Stopper la “folie des grandeurs” des promoteurs pour protéger les terres agricoles. Nicolas Hulot en a assez des immenses projets immobiliers qui grappillent sur les terres agricoles, qui les engloutissent même. Chaque année ce sont en effet de 50 000 à 60 000 hectares de terres qui sont transformées en centres commerciaux, logements, bureaux, cinémas… Ces surfaces urbanisées qui représentent six fois la superficie de Paris sont en proie au phénomène d’artificialisation des sols. Comprenez : des barres d’immeubles sont construites en lieu et place de champs de blé, de maïs, de colza, de pâturages.

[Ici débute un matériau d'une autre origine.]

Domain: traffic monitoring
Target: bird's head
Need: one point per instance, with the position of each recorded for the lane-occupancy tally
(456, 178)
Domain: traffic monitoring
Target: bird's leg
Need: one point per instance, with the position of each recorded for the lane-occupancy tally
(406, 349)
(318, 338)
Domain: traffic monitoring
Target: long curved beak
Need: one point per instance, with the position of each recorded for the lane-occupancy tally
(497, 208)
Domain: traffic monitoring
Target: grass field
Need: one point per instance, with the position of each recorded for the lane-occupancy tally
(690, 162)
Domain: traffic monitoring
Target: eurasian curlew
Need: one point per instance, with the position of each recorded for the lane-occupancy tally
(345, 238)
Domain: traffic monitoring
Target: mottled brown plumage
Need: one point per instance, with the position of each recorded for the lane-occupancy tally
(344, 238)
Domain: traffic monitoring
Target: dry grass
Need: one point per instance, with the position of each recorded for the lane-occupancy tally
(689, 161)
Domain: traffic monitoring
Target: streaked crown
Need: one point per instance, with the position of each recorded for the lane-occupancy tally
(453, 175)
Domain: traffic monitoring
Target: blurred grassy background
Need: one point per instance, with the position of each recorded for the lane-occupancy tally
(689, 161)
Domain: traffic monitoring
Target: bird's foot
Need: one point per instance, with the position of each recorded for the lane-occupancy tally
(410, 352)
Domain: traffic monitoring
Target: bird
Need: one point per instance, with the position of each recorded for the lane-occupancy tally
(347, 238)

Le ministre veut en finir avec ce phénomène qui nuit aux agriculteurs français, déjà à la peine. Une “taxe béton” pourrait bien voir le jour. Elle prendrait la forme d’une taxe foncière proportionnelle aux mètres carrés construits par les promoteurs : «J’étudie une nouvelle source de financement qui permettrait de lutter contre l’artificialisation des sols et de financer la préservation de la biodiversité» a déclaré le ministre.

Une taxe crédible ?

Sur le papier, force est de constater que l’idée est bonne. Pour autant qu’elle ne freine pas le développement économique de certaines zones rurales ni n’empêche des ménages de trouver un logement. D’autant qu’un sondage d’opinion témoigne du soutien annoncé des Français pour cette mesure : 78% d’entre eux seraient favorables à un moratoire sur l’artificialisation des terres agricoles dès 2020.

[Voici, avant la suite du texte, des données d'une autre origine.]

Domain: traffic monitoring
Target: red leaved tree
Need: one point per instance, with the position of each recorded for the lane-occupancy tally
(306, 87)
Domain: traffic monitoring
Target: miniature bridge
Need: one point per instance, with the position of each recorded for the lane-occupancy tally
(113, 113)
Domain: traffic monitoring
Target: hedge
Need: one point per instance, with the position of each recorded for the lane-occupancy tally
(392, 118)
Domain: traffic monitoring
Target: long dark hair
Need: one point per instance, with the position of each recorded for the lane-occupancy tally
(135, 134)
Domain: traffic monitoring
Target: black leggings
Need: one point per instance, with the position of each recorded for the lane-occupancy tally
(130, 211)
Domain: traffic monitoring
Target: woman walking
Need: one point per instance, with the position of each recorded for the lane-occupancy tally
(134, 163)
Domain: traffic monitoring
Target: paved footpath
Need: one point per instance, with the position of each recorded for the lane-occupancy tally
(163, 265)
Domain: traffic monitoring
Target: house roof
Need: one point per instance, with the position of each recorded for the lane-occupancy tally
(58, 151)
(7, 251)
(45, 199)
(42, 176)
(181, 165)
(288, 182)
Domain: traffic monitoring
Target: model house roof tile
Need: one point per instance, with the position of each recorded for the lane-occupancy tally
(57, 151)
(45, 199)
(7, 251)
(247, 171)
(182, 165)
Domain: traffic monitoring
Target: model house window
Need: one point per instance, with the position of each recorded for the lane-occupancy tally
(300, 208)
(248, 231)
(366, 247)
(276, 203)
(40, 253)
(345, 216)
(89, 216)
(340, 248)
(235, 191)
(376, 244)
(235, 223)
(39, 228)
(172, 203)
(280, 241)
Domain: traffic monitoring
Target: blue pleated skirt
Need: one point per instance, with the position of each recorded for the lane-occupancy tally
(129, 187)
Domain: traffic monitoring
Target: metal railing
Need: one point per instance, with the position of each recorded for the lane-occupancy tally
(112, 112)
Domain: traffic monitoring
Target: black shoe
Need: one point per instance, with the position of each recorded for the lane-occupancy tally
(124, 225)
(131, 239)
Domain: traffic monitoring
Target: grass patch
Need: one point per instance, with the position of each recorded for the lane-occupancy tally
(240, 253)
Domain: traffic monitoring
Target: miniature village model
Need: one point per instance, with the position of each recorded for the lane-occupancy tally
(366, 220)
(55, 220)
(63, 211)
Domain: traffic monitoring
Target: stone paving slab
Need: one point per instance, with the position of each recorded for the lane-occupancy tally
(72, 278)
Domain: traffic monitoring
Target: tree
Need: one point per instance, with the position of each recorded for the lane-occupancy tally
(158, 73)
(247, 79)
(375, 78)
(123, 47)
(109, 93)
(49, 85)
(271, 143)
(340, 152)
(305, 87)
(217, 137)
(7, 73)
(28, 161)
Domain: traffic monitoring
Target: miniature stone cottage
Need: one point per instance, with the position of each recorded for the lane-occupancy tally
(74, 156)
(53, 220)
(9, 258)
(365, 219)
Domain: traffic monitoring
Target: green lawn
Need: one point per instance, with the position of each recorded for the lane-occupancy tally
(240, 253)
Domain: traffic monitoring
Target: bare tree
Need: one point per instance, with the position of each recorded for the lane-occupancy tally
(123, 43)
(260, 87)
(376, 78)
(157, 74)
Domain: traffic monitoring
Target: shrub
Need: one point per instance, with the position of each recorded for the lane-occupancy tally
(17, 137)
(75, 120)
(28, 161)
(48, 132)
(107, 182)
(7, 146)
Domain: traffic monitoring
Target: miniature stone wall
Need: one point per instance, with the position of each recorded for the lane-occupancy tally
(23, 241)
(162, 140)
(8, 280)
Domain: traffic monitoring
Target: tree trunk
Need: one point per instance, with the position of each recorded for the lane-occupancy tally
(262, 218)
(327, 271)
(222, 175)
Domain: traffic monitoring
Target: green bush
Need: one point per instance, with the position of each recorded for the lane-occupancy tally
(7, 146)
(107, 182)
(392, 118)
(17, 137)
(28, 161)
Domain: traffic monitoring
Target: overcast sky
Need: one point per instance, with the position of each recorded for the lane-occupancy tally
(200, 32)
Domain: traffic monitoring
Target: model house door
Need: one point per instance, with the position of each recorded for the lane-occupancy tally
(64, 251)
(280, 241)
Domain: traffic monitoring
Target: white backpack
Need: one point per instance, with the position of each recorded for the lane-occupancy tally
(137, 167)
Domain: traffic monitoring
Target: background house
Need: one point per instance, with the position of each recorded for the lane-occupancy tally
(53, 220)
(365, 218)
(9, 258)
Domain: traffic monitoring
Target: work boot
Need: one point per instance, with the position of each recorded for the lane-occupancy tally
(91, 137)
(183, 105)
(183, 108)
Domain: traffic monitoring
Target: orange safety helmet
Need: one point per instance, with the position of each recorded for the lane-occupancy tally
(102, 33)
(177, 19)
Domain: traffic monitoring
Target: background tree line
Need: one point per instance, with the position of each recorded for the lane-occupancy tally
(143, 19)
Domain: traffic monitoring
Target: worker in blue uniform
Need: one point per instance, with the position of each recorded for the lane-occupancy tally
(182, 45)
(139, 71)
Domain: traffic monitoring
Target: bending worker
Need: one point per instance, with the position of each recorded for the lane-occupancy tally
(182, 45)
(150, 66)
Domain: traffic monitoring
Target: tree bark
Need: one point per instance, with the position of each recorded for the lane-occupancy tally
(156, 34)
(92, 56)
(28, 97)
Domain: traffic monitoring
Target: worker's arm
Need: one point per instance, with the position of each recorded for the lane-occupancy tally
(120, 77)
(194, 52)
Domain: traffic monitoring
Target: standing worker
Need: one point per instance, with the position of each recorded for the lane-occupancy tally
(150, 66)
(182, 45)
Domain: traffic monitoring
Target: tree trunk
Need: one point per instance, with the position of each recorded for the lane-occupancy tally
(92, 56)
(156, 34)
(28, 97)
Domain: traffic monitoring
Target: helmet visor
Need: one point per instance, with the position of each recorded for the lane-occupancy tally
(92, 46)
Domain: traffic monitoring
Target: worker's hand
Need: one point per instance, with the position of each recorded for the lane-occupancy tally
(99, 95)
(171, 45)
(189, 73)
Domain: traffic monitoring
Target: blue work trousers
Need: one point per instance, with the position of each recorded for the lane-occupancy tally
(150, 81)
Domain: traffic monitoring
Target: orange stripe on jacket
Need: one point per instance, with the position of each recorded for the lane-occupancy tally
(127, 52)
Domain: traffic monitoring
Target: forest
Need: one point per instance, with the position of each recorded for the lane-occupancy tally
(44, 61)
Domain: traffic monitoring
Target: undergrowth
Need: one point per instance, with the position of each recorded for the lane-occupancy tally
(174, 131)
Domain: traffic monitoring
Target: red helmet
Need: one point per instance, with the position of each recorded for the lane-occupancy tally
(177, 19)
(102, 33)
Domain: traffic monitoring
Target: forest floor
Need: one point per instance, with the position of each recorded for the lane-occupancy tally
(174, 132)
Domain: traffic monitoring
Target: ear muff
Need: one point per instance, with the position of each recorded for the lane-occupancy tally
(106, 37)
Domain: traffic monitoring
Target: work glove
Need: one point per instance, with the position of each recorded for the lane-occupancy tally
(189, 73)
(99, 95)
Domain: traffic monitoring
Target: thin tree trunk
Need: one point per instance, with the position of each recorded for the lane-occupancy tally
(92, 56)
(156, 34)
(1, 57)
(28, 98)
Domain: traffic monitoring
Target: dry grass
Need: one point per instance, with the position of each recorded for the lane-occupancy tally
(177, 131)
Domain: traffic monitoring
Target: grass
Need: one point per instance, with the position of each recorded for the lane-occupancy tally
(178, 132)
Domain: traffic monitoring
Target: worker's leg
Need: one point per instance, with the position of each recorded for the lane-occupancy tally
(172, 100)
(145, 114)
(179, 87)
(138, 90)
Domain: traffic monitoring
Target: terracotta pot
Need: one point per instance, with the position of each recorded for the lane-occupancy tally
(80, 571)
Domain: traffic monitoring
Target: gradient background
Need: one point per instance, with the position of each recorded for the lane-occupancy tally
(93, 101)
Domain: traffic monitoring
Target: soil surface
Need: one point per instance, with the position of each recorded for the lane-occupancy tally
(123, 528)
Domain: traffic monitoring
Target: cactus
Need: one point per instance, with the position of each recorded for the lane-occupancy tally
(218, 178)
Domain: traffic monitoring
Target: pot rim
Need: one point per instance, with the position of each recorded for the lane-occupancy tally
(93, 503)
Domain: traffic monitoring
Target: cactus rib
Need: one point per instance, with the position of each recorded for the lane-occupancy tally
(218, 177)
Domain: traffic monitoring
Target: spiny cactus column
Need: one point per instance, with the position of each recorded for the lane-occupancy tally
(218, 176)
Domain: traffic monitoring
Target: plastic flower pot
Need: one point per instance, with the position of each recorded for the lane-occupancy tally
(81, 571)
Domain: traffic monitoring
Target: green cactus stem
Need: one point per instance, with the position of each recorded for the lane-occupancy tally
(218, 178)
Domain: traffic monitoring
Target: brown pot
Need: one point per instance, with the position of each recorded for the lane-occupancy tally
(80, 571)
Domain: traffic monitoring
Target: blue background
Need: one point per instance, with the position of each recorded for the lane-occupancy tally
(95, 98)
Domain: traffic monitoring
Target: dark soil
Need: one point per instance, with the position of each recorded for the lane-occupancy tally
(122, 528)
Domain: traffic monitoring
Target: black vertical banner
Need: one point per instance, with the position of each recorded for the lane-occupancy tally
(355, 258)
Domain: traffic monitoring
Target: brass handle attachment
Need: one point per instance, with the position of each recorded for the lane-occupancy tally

Mais une fois n’est pas coutume, le ministre s’attaque à gros : la filière béton. La filière béton qui peut compter sur des partenaires de poids : promoteurs et investisseurs publics et privés. S’attaquer à leur porte-monnaie est loin d’être une partie gagnée à l’avance. En témoigne la volée de bois vert que le ministre a reçu suite à l’annonce des fermetures des centrales nucléaires ou la fin du diesel d’ici 2040.

Le ministre pourra cela étant compter d’une part sur le soutien de l’opinion publique ô combien précieuse de même que sur celle du premier ministre. Edouard Philippe l’ayant en effet encouragé à creuser la question.